His moment of irritation was triggered by John commenting on "happy workers".

"This is not Utopia," he continued. "Some people are happy, but some managers are not democratic. At Fagor, we have lower staff satisfaction than anywhere else."

Mondragon's approach to social enterprise is action-oriented and pragmatic. Culture talk is common but rhetoric regarding "core values" and "mission statements" is less prominent than concepts such as "equilibrio" and "solidarity". There is no complacency here. Democratic commitments are accompanied by realistic expectations of social conflict.

I found resonance with the views of Hugh Willmott that "freedom promises no certainty and no guarantee of anything. It causes therefore a lot of mental pain. In practice, it means constant exposure to ambivalence: that is, a situation with no decidable solution, with no foolproof choice, no unreflective knowledge of how to go on'. You can't have a nice democracy. All the dirt comes out". (2)

Mikel talked of the dirt. An executive group tried to take control of wage policy by linking executive pay to the labour market. As is the norm in Mondragon, the policy could not be imposed without the consent of the workforce:

"Normally there is about a 75% turnout, but this time everyone turned up and the discussion was angry and noisy. We debated from 5pm-11pm, and when the end came, 82% voted to keep the existing 6:1 ratio between the highest and lowest paid. The Governing Council tried to defend the proposal. A week later, they had to resign."

(Fieldnotes, March 6th 2003)

Following Fagor's example, all 150 co-operatives rejected the wage policy passed by its own parliament'. This ended its influence on the ground. The congress do not have powers to enforce. They can only suggest policy changes that are then accepted or rejected at grass-roots level.
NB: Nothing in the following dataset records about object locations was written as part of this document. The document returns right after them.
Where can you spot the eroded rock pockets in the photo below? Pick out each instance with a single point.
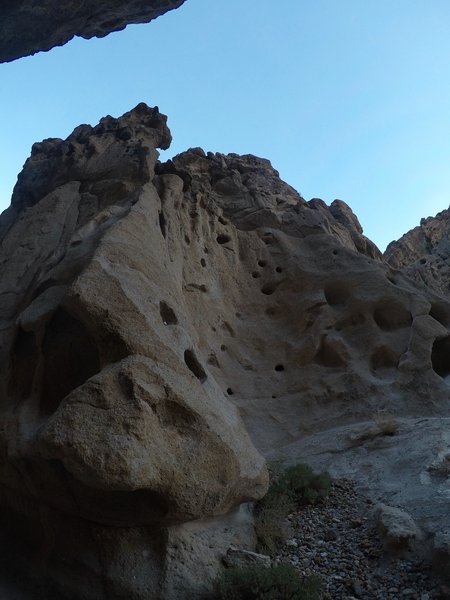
(30, 27)
(146, 303)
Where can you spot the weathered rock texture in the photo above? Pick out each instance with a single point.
(138, 300)
(29, 26)
(424, 253)
(113, 434)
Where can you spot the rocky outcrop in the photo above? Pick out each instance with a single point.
(121, 456)
(423, 254)
(28, 26)
(146, 308)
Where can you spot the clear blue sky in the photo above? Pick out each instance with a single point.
(349, 99)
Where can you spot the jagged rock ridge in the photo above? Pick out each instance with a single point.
(423, 253)
(28, 26)
(142, 302)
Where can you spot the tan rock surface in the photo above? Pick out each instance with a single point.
(141, 304)
(29, 26)
(423, 254)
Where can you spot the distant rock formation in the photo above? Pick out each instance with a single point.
(29, 26)
(146, 304)
(424, 253)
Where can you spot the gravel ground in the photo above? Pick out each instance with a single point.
(337, 541)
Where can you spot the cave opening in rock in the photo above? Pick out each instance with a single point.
(440, 313)
(23, 365)
(223, 238)
(162, 224)
(70, 358)
(440, 357)
(168, 315)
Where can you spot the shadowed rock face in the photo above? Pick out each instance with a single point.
(29, 26)
(144, 306)
(424, 253)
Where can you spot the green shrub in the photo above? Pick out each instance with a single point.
(303, 485)
(281, 582)
(289, 489)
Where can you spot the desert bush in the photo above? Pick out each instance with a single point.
(303, 485)
(281, 582)
(386, 423)
(288, 489)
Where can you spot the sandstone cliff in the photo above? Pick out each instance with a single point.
(28, 26)
(424, 253)
(144, 306)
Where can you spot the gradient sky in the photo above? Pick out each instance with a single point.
(349, 99)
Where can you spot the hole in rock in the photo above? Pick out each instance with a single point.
(330, 354)
(223, 238)
(268, 238)
(194, 365)
(440, 311)
(42, 287)
(162, 223)
(168, 315)
(269, 288)
(440, 357)
(23, 365)
(392, 279)
(336, 292)
(389, 316)
(70, 358)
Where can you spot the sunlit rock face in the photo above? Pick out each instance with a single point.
(111, 424)
(148, 311)
(29, 26)
(424, 254)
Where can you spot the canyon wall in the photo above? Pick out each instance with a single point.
(161, 320)
(28, 26)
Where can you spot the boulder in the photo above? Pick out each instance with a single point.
(397, 527)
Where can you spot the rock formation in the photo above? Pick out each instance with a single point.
(29, 26)
(144, 305)
(424, 253)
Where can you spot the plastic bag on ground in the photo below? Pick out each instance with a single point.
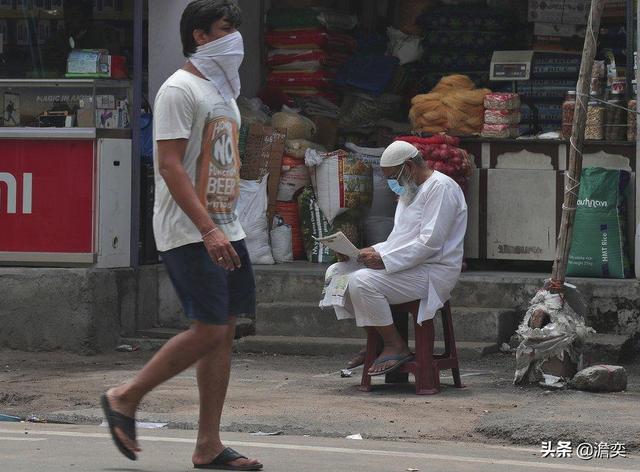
(281, 241)
(252, 213)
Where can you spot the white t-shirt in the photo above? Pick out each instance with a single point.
(189, 107)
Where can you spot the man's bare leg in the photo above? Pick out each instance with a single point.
(179, 353)
(394, 345)
(213, 379)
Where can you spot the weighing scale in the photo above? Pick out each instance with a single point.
(514, 67)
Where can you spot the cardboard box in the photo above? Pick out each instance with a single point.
(570, 12)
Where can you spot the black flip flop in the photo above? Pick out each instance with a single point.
(402, 359)
(222, 462)
(126, 424)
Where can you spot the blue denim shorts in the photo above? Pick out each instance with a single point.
(207, 292)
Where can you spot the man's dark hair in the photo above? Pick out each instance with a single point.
(201, 14)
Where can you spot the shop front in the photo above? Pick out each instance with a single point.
(359, 72)
(70, 85)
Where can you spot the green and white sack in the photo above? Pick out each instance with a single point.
(600, 246)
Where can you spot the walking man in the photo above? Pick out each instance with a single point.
(196, 227)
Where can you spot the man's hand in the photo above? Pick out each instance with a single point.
(220, 250)
(371, 259)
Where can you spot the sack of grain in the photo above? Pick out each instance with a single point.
(297, 126)
(297, 147)
(341, 181)
(281, 241)
(314, 225)
(600, 247)
(293, 177)
(252, 213)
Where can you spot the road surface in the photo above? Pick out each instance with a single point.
(26, 447)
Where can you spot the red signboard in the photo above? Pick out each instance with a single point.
(46, 196)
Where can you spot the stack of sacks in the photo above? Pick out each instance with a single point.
(305, 51)
(454, 106)
(502, 115)
(443, 154)
(294, 174)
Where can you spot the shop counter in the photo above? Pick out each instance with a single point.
(65, 197)
(516, 193)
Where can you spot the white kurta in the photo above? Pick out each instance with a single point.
(423, 258)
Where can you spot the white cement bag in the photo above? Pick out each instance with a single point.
(252, 213)
(282, 243)
(340, 182)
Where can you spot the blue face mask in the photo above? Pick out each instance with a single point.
(395, 187)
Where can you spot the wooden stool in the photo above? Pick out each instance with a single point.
(426, 366)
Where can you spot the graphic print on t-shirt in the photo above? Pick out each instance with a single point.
(217, 172)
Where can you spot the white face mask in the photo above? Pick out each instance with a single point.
(219, 62)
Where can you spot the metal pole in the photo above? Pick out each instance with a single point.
(138, 17)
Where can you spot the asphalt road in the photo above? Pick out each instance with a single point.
(63, 448)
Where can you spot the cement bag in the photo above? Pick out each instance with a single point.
(600, 247)
(340, 180)
(281, 241)
(293, 177)
(314, 224)
(252, 213)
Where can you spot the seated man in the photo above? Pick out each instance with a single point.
(420, 260)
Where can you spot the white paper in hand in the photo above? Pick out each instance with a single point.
(339, 243)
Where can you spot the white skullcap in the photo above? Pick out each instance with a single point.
(397, 154)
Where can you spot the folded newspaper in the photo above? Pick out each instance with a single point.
(339, 243)
(337, 276)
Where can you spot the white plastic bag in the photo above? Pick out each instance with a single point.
(252, 213)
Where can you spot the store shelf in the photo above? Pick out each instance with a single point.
(101, 83)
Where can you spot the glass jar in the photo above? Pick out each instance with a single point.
(595, 121)
(568, 111)
(615, 121)
(632, 127)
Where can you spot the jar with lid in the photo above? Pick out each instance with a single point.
(615, 121)
(632, 127)
(595, 121)
(568, 111)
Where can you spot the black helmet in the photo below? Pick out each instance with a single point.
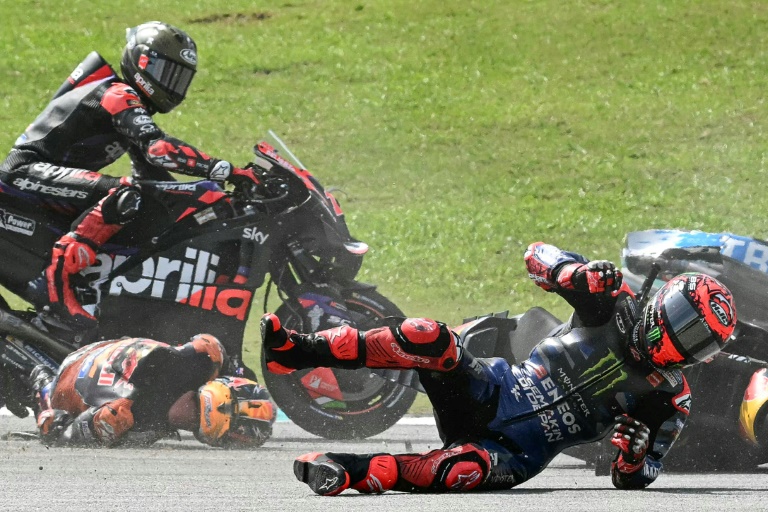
(688, 321)
(159, 61)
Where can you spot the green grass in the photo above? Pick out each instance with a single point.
(458, 131)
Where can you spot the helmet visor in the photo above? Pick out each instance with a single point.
(172, 76)
(687, 328)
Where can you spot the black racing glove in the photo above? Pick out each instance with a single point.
(631, 437)
(598, 276)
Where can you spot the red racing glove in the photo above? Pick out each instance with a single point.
(632, 438)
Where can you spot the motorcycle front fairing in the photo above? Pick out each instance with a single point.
(740, 262)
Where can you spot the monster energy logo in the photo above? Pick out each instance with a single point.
(654, 335)
(605, 366)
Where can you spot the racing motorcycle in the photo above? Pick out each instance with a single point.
(727, 427)
(191, 263)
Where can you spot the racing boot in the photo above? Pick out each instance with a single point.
(329, 474)
(71, 254)
(411, 343)
(77, 250)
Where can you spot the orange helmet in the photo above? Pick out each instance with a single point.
(234, 412)
(689, 320)
(209, 344)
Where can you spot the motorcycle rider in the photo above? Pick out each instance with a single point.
(141, 390)
(611, 368)
(92, 120)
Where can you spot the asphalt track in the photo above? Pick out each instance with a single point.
(184, 475)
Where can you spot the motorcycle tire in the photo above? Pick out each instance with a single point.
(361, 403)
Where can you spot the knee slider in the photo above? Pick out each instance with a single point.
(465, 470)
(425, 337)
(121, 205)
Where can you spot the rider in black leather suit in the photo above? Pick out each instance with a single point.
(611, 369)
(92, 120)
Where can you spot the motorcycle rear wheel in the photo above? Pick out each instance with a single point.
(360, 403)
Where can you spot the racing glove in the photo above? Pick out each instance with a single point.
(598, 276)
(632, 438)
(51, 423)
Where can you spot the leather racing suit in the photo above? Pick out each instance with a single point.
(504, 423)
(106, 390)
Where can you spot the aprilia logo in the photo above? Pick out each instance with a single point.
(64, 192)
(187, 282)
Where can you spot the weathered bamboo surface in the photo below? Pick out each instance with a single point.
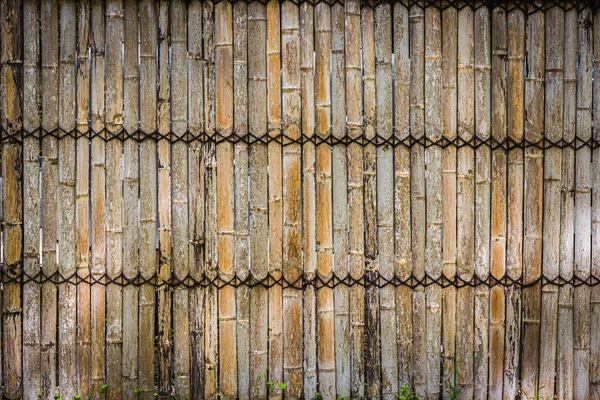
(299, 200)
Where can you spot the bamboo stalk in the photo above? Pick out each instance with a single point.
(82, 196)
(555, 20)
(292, 211)
(340, 203)
(114, 197)
(49, 48)
(148, 191)
(355, 196)
(259, 234)
(32, 312)
(240, 101)
(402, 262)
(12, 192)
(130, 199)
(581, 316)
(324, 234)
(515, 104)
(498, 222)
(564, 365)
(482, 48)
(225, 199)
(449, 115)
(307, 57)
(417, 182)
(98, 189)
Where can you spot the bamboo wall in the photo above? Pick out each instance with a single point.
(319, 201)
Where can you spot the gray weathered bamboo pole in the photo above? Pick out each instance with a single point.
(355, 195)
(12, 195)
(292, 209)
(340, 202)
(259, 234)
(148, 192)
(240, 125)
(114, 196)
(307, 58)
(324, 234)
(417, 190)
(449, 111)
(581, 307)
(433, 181)
(515, 105)
(98, 190)
(49, 49)
(82, 196)
(372, 354)
(482, 71)
(31, 201)
(555, 20)
(498, 222)
(130, 199)
(402, 231)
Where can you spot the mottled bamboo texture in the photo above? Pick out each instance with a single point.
(311, 201)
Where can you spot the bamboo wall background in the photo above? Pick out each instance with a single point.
(251, 200)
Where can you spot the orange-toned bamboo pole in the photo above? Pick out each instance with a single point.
(402, 231)
(355, 195)
(82, 196)
(130, 199)
(449, 118)
(97, 203)
(498, 222)
(515, 105)
(12, 192)
(275, 371)
(49, 49)
(32, 313)
(148, 192)
(259, 233)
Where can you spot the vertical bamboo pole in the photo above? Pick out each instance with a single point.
(12, 192)
(340, 202)
(449, 115)
(555, 20)
(433, 181)
(564, 362)
(97, 203)
(82, 196)
(148, 192)
(259, 224)
(417, 182)
(196, 196)
(179, 201)
(225, 198)
(114, 196)
(240, 101)
(307, 58)
(581, 317)
(292, 214)
(164, 293)
(32, 311)
(324, 235)
(130, 199)
(515, 104)
(355, 196)
(482, 72)
(49, 48)
(67, 296)
(403, 260)
(275, 372)
(498, 222)
(465, 204)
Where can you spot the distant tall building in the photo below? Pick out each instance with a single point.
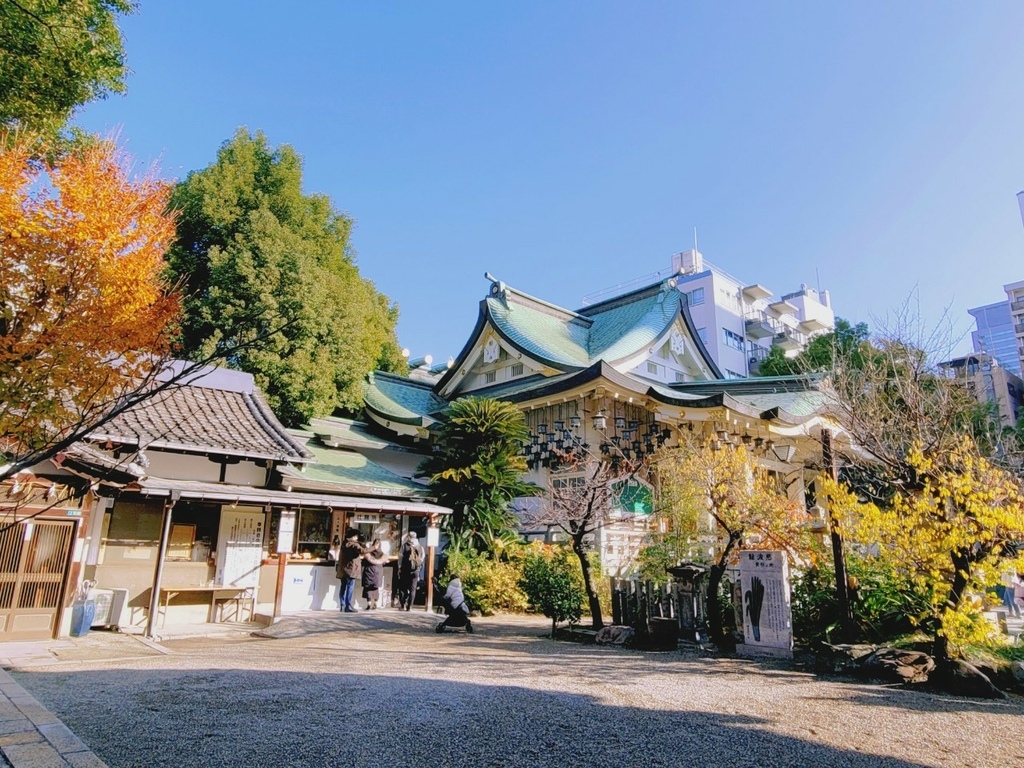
(988, 382)
(1015, 302)
(737, 322)
(994, 335)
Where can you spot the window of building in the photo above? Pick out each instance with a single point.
(732, 339)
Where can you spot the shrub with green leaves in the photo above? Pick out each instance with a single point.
(887, 604)
(491, 585)
(553, 583)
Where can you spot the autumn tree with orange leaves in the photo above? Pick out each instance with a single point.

While Mondragon-style democracy is confrontational and full of ambiguities, the appearance of chaos is deceptive. The 45-year-old corporation has developed know-how that makes markets respond to democratic influence.

Upon our return, I engaged with Harry and John, two UK directors determined to further democratise their own successful enterprise. We then constructed proposals and governance principles for board-level discussion. Back in the UK, Harry and John's enthusiasm for employee democracy was constrained by the scepticism of other directors over democratic practices.

First to go was the idea of two elected councils (one for social issues, the other for economic strategy). Next to go was the power of elected representatives to veto executive managers' business plans and policy proposals. The elected Governing Council - supposedly the sovereign body - suddenly looked in danger of becoming a consultative body.

Councils in Mondragon are overwhelmingly dominated by blue and white-collar workers but John and Harry could not shake off their discomfort with the idea that non-managers could successfully run a business. Despite 144 successful examples, they focused questioning on the 145 th co-operative where there had been a stand-off with managers. This was taken up in discussion about how to avoid a "them and us" situation. John started to put forward arguments about electing "the right people" with rhetorical questions like "what is the danger of allowing just anyone to stand?" By the time board members engaged with middle managers, my concerns were growing.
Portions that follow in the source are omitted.